What’s up close is volatility. Monday in US equities 100 stocks were down 10% or more. And NYSE Arca, the largest marketplace for ETFs, announced that it would expand the ranges in which securities can trade following a halt. Where previous bands were 1-5% depending on the security’s price, new rules to take effect soon double these ranges.
Energy, commodity and biotech stocks led Monday decliners and we had clients in all three sectors down double digits. Yet just 15 ETFs swooned 10% or more. How can ETFs holding the same stocks falling double digits drop less? The simplest explanation is that the ETFs do not, in fact, own the underlying stocks.
We return to these themes because they’re why markets are not rational. Your management teams, investor-relations professionals, should understand what’s made them this way.
Suppose ETFs substitute cash for securities. How does net asset value in the ETF adjust downward to reflect pressure on the indexes ETF track if the ETFs hold dollars instead? This would seem good. But it enriches ETF authorized participants, brokers ordained to maintain supply and demand in ETFs, who the next day will sell ETF shares and buy the underlying stocks (just 12 stocks were down double-digits yesterday).

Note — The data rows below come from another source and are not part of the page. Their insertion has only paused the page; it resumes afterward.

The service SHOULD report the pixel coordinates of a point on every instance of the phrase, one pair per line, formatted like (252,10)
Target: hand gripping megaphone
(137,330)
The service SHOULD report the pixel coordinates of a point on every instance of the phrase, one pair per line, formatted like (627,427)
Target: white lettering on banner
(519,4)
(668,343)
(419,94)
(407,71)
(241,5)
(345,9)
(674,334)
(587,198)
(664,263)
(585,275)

What we hear from clients is, “The action in my shares seems irrational. I don’t understand how we could drop 15% on a 5% decline in oil.” It’s bad enough that oil dropped 5% in a day. And lest you think your sector is immune, what’s afflicting energy could shift any time to other sectors. How? Four factors:
Arbitrage. The stock market today appears to be packed with more arbitrage – by which we mean pursuing profits in short-term divergences – than any other market in history. There’s index arbitrage, ETF arbitrage, sector arbitrage, derivatives arbitrage, multi-asset-class arbitrage, currency arbitrage, latency arbitrage, market-making arbitrage, long-short arbitrage and rebate arbitrage. A breathtaking amount of price-activity in the market can disappear the moment gaps present too great a risk for short-term traders.
Risk-transfer. There is insurance for everything, and that includes equity-exposure. Rules against risk-taking have sharply reduced the number of parties capable of providing insurance. When these big counterparties begin to experience losses, they dump assets to prevent further loss, exacerbating price-pressure. And what if they quit entirely?

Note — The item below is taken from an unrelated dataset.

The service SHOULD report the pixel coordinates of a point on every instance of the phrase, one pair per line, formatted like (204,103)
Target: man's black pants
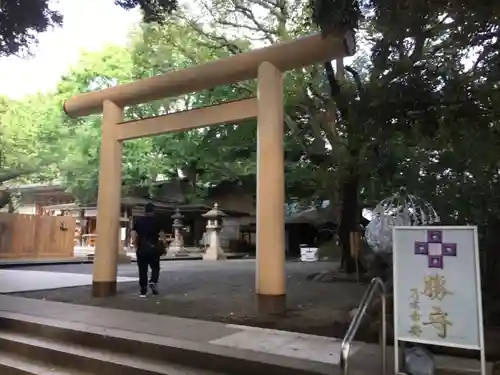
(146,259)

Derivatives. Any instrument that substitutes for ownership is credit, and that’s what derivatives are. ETFs do it. Options and futures do. Swaps. Currencies. What things trade more than all the rest? These. The market is astonishingly reliant on credit.
Illiquidity. There may be no harder-edged jargon than the word “liquidity.” It means ready supply of something. If you need it right now, can you get it, and how much, and at what cost? The stock market with $25 trillion of value is extraordinarily short on the product that this value seems to reflect, because of the three other items above.
Who’s to blame? In Bell, CA, the municipal government became profligate because the people it served stopped paying attention. The market is yours, public companies. That it’s stuffed with arbitrage is partly our fault. Companies spend millions on enterprise-resource planning software to track every detail. Yet the backbone of the balance sheet is public equity and an alarming number have no idea how it’s really priced or by what. To that end, read our IEX exchange-application letter.
The IR profession can correct this problem by leading the effort to end the information vacuum. It starts with understanding what in the world is going on out there, and it continues through insisting that management learn something about market structure. A task: Follow the cash. When your listing exchange next reports results, read them and see how it makes money.